Days past very slowly well at least it felt like it until sirens were whining around “LET’S GO BOYS AND GIRLS ALIENS ARE ON THERE WAY” barked the master. “Hey Kieran what do you think about these aliens, do ya think we can bring those call of duty skills to life” yelled Kieran’s good friend Jacob “Hell, yeah we can” shouted back Kieran who was putting on his specially made space suit. The battle had begun, blasts were heard all around Kieran and out of the mist came an alien. It was a peculiar creature with an oddly shaped head with a blue slimy body. It gave up its puzzled gaze and charged at Kieran “Dang it” thought Kieran he had no time but to fire BANG!!! HE HAD KILLED HIS FIRST ALIEN “woohoo” yelled Kieran joyfully but that feeling had drowned so quickly has he was witnessing Bethany being devoured by one of the aliens. “Oh no you don’t you insubordinate piece of garbage” yelled Kieran just how Veteran Phillips would’ve done it, he charged and smacked it right in the face, recoiling the monster was preparing for another attack but Beth shot it. “Nice one” called Bethany impressed by Kieran’s skills “Let’s move forward” said Kieran. “hello? Can you hear me?” “Yes… I… Can…” “Good Kieran” said a familiar voice “Veteran Phillips!” exclaimed Kieran. “Good to see your doing well now, on to the real reason i called you, The aliens have taken over SECTOR E7 i need you two to clear the area and rescue as many people as you can” there was a sense of panic in his voice “Veteran Phillips what’s up?” “I’ve been cornered by the aliens, so I’ll let you know this, the aliens are a one shot if you get them in the head, melee will also do a lot of damage. But most importantly don’t ever… AAHHHHH!!!!” the radio cut out. the death-like aura around the radio surrounded Kieran and Bethany… “great, now where do we go from here?” questioned Bethany who was still in a disgruntled about Kieran’s sudden change of emotion. “Lets just see if there’s anything useful in this area” replied Kieran “What area is this anyway”

“SECTOR E3” answered a strange but familiar voice in the darkness.

“who’s here, show yourself!” shouted Kieran into the hollow darkness.

the figure stepped out.

“YO, Kieran”

It was Jacob but he looked battered “what sort of battle did you get into bro” asked Kieran. “let’s just say that I think he should definitely not split up” answered Jacob

“hey not to try and break this little bonding thing you two are having I think we should get moving, I see sector E7 just over to our right.

“k lets get moving” stated Kieran who sounded a bit like Veteran Phillips who Kieran forgot was dead and was about to find that out

2 Comments

  1. Excellent effort here Isaiah, I really like your use of figurative language and the creation of a convincing sci-fi setting.
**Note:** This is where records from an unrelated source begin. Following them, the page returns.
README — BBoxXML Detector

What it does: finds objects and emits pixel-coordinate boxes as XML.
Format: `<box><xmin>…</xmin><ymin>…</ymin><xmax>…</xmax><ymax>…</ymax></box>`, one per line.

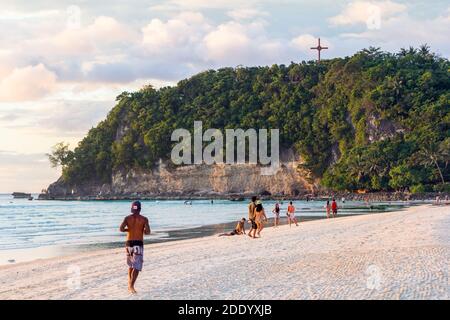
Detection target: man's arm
<box><xmin>144</xmin><ymin>218</ymin><xmax>151</xmax><ymax>235</ymax></box>
<box><xmin>119</xmin><ymin>218</ymin><xmax>128</xmax><ymax>232</ymax></box>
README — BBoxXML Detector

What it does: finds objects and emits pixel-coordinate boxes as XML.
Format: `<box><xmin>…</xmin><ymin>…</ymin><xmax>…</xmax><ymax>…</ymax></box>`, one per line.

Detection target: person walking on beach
<box><xmin>287</xmin><ymin>201</ymin><xmax>298</xmax><ymax>227</ymax></box>
<box><xmin>120</xmin><ymin>201</ymin><xmax>150</xmax><ymax>294</ymax></box>
<box><xmin>272</xmin><ymin>202</ymin><xmax>280</xmax><ymax>227</ymax></box>
<box><xmin>219</xmin><ymin>218</ymin><xmax>245</xmax><ymax>237</ymax></box>
<box><xmin>325</xmin><ymin>200</ymin><xmax>331</xmax><ymax>218</ymax></box>
<box><xmin>255</xmin><ymin>200</ymin><xmax>267</xmax><ymax>238</ymax></box>
<box><xmin>248</xmin><ymin>196</ymin><xmax>258</xmax><ymax>238</ymax></box>
<box><xmin>331</xmin><ymin>198</ymin><xmax>337</xmax><ymax>218</ymax></box>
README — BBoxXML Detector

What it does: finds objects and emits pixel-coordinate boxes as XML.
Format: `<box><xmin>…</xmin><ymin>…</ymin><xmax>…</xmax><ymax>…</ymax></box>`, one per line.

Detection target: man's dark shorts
<box><xmin>125</xmin><ymin>240</ymin><xmax>144</xmax><ymax>271</ymax></box>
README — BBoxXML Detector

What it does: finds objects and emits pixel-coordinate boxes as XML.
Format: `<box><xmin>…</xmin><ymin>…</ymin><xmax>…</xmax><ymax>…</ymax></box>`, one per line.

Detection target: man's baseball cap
<box><xmin>131</xmin><ymin>201</ymin><xmax>141</xmax><ymax>213</ymax></box>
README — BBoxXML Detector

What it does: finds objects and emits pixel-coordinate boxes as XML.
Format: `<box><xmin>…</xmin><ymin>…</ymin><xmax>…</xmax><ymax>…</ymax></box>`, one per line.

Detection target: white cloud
<box><xmin>291</xmin><ymin>34</ymin><xmax>324</xmax><ymax>52</ymax></box>
<box><xmin>0</xmin><ymin>10</ymin><xmax>60</xmax><ymax>20</ymax></box>
<box><xmin>227</xmin><ymin>8</ymin><xmax>269</xmax><ymax>20</ymax></box>
<box><xmin>336</xmin><ymin>6</ymin><xmax>450</xmax><ymax>56</ymax></box>
<box><xmin>0</xmin><ymin>64</ymin><xmax>56</xmax><ymax>101</ymax></box>
<box><xmin>142</xmin><ymin>12</ymin><xmax>210</xmax><ymax>54</ymax></box>
<box><xmin>329</xmin><ymin>0</ymin><xmax>407</xmax><ymax>25</ymax></box>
    In order to get your Genre Writing badge we need to make a few improvements but we are certainly getting there. Follow these targets in order to get the badge.

    1) Use more paragraphs in order to give your story more structure and to develop tension at key points (use a single line paragraph to describe a key moment, e.g the rescue).

    2) Cut down on the use of dialogue between characters and only use it when absolutely necessary.

    3) Develop your opening with the same level of description as you did with the middle section. I want to see what the meteors actually look like!

    Well done and keep up the good work.

  2. Your story is really good and interesting. I really liked it. In terms of improvement perhaps at the beginning you could tell us more about what was happening and how beth was stuck. Other than that your story is sick.